Experts don’t believe the goal should necessarily be to avoid sugar altogether. Instead, we should consider ways in which we can cut down on added sugar in the morning — because breakfast does tend to be a pretty big culprit.  

  1. Ignore our phone. 

We’re counseled that when we reach for our phone first thing in the morning, we’re essentially letting someone — or something — else dictate the first thoughts and feelings we have.  

We don’t necessarily have to go cold turkey, but we do need to think about setting some boundaries that make sense for us.  

“A calm start to the morning ― away from scrolling through social media or responding to work emails ― can give your mind a chance to hone focus,” Katz said.  

We’re asked to set boundaries with our phones and let our mind focus on other mood-boosters.  

  1. Spend some time really getting to know our own preferences. 

It’s common sense that what works for one person in the morning won’t work for another, which is why all three experts quoted in the article  emphasized that some deliberate trial and error is a very good thing.  

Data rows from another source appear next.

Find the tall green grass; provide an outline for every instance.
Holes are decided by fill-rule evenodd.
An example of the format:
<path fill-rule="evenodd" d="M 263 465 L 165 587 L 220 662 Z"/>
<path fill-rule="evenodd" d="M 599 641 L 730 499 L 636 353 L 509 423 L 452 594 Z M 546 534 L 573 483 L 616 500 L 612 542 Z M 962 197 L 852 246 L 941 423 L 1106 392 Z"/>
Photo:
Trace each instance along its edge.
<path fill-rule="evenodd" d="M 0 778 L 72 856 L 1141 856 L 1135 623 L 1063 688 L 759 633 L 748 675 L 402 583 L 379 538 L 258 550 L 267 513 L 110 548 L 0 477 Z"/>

We can change our routine a bit, starting with one habit at a time. Then see what happens.  

The overall idea is to get a sense of your baseline, and then spend some time making basic tweaks and just seeing what feels good — and what doesn’t.  

“Play around with it,” Nelson urged, adding that people will likely notice that they feel different (or not) pretty soon after making changes to what they eat and drink and how they structure their mornings. “Don’t be afraid to make mistakes.”